LoMOE: Localized Multi-Object Editing via Multi-Diffusion

March 01, 2024 · Declared Dead · 🏛 ACM Multimedia

"No code URL or promise found in abstract"

Evidence collected by the PWNC Scanner

Authors Goirik Chakrabarty, Aditya Chandrasekar, Ramya Hebbalaguppe, Prathosh AP arXiv ID 2403.00437 Category cs.CV: Computer Vision Cross-listed cs.AI, cs.GR, cs.LG Citations 9 Venue ACM Multimedia Last Checked 3 months ago

Abstract

Recent developments in the field of diffusion models have demonstrated an exceptional capacity to generate high-quality prompt-conditioned image edits. Nevertheless, previous approaches have primarily relied on textual prompts for image editing, which tend to be less effective when making precise edits to specific objects or fine-grained regions within a scene containing single/multiple objects. We introduce a novel framework for zero-shot localized multi-object editing through a multi-diffusion process to overcome this challenge. This framework empowers users to perform various operations on objects within an image, such as adding, replacing, or editing $\textbf{many}$ objects in a complex scene $\textbf{in one pass}$. Our approach leverages foreground masks and corresponding simple text prompts that exert localized influences on the target regions resulting in high-fidelity image editing.
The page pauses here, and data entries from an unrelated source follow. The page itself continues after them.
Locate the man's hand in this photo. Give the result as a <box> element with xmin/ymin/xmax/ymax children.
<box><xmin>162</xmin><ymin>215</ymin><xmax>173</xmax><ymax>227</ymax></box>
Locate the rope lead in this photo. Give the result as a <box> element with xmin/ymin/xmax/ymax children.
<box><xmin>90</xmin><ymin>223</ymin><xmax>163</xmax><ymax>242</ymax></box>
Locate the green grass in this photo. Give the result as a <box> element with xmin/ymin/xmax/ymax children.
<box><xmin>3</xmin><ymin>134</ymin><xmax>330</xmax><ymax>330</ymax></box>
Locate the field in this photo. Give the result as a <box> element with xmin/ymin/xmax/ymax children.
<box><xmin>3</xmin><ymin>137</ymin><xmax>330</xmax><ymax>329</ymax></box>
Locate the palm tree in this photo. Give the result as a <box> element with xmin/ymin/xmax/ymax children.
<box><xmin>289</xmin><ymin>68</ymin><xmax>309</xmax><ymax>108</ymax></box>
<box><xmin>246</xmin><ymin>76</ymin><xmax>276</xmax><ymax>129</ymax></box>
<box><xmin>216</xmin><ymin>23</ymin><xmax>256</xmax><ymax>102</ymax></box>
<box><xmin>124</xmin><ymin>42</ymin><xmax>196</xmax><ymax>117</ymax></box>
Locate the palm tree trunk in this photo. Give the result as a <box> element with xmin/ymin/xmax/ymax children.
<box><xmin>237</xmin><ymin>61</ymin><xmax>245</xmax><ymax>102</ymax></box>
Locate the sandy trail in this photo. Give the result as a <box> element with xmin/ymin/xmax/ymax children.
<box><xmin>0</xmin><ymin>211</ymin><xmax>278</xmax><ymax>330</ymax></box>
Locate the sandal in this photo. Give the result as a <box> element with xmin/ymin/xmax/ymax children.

A combination of cross-attention and background preservation losses within the latent space ensures that the characteristics of the object being edited are preserved while simultaneously achieving a high-quality, seamless reconstruction of the background with fewer artifacts compared to the current methods. We also curate and release a dataset dedicated to multi-object editing, named $\texttt{LoMOE}$-Bench. Our experiments against existing state-of-the-art methods demonstrate the improved effectiveness of our approach in terms of both image editing quality and inference speed.